I write a lot about being single and the frustrations and joys it brings to my life, so I’m happy to share a bit from my sister’s very different perspective. She recently shared a post with me called, “Mommy, Somebody Needs You.” It is (I imagine) a pretty good representation of what life as a mother is like when your children are small, but Tonya felt like something was missing–because she’s more than mommy. She is now, and she will be when her children are grown. So here they are…some words from my big sister.
In September of 2013 I was blessed with the birth of my third child, my first son. As anyone who knows me can verify, baby stage is not my favorite. I love all my children dearly, but I much prefer a goofy toddler over a ultra needy baby. But knowing this is my last I have been making a conscious effort to enjoy this time with him. It is overwhelming at times when he is peacefully sleeping on my chest to know that this is it; I will never have this day with this baby ever again.
Then I started thinking, “Maybe that’s OK”. Do I love his baby snuggles, and will I miss them when he is older? Will I miss my 3 year old’s hilarious dance that she repeats 17 times a day because she knows it gets me every.single.time? Yes, most likely. Will they come up with other hilarious and adorable things 3 years from now that I love just as much? Almost certainly.
Will I be just as equally impressed and proud of my daughters and son when they have moved out of my home and are successful on their own without my help? Definitely.
“There is a time for everything, and a season for every activity under heaven: a time to be born and a time to die,” says Ecclesiates 3: 1-2.

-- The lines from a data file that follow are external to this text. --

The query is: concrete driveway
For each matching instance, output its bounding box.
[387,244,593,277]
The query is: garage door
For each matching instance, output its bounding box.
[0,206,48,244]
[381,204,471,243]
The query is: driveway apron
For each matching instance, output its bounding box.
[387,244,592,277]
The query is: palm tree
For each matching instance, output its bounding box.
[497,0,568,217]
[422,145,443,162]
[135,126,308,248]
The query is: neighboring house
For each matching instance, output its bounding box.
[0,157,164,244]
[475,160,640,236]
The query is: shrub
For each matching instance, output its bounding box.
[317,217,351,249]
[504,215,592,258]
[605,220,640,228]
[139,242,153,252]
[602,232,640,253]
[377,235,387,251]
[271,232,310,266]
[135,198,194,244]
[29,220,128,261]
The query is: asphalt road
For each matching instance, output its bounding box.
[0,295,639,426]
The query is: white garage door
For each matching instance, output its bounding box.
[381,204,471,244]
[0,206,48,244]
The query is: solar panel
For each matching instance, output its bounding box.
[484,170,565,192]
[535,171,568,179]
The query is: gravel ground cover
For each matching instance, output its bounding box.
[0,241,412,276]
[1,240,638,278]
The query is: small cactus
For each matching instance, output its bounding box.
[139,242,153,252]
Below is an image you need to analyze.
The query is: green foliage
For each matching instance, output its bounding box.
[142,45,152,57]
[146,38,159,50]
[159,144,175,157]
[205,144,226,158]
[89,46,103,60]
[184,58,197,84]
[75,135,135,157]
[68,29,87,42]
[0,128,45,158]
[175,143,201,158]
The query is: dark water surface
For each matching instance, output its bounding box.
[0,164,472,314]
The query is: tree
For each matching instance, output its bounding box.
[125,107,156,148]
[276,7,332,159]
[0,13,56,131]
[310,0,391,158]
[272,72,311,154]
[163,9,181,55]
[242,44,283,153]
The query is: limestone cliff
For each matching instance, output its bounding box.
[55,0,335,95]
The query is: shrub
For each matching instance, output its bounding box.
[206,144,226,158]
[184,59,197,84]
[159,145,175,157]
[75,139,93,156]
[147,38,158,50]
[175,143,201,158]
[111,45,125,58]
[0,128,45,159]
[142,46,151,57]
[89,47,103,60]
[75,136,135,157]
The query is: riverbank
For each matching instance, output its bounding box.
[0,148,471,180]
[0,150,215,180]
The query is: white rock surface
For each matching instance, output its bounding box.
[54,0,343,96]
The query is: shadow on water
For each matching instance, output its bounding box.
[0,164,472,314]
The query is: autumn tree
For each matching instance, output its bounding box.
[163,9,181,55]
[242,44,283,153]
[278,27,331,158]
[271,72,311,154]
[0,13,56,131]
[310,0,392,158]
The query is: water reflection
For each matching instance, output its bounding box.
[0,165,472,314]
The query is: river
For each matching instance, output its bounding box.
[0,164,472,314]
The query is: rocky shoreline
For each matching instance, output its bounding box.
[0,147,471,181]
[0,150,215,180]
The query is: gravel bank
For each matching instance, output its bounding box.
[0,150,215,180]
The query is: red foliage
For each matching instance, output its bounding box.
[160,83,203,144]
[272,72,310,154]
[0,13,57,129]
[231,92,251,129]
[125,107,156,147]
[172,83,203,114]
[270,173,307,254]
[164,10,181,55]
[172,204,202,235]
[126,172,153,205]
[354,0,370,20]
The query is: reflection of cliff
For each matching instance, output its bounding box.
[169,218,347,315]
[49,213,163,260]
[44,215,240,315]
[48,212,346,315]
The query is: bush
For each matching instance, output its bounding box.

What if instead of being sad of the things we will miss, we all spent more time just enjoying today, knowing that tomorrow might be just as good, if not better? What about taking a break sometimes and spending some time with that guy over there at the end of the dinner table, putting the pacifier back in the baby’s mouth for the 37th time? Or remembering to call that single friend who you’ve lost touch with? Maybe checking up on the grandma in the nursing home who spent so much time with you when you were young? As much as my children need me now, I need to remember that there were people who were important in my life before they came along and who will be with me after they have grown and moved out.
Because no matter how much you love or don’t love whatever stage of life you’re in right now, the truth is that time will move on. If we remember that everything is temporary, it seems to make the hard times more tolerable and the happy times more sweet.
And 15 years from now when my time is not spent with spitting babies and charming toddlers, there will be things left for me to do. Hopefully I will be the older woman at the grocery store who is able to HELP the mom with the screaming child, instead of just giving her a nod in solidarity as I pass by with my cart equally loaded with 3 children and a mountain of groceries.
For as much as I try to teach my children that they belong to the Lord and are here on this earth to fulfill his purposes, I need to remember this for myself. God calls us to different things at different times in our lives. Today that means washing dishes and folding laundry and reading Pinkalicious for the 4th time. Lord willing, 40 years from now that might mean traveling to Guatemala and building houses for the less fortunate, or holding someone else’s baby in the church nursery so that mom can get a much needed break. Whatever I end up doing, I know that I am HIS. Regardless of whether my children need me or not, I will still have a purpose.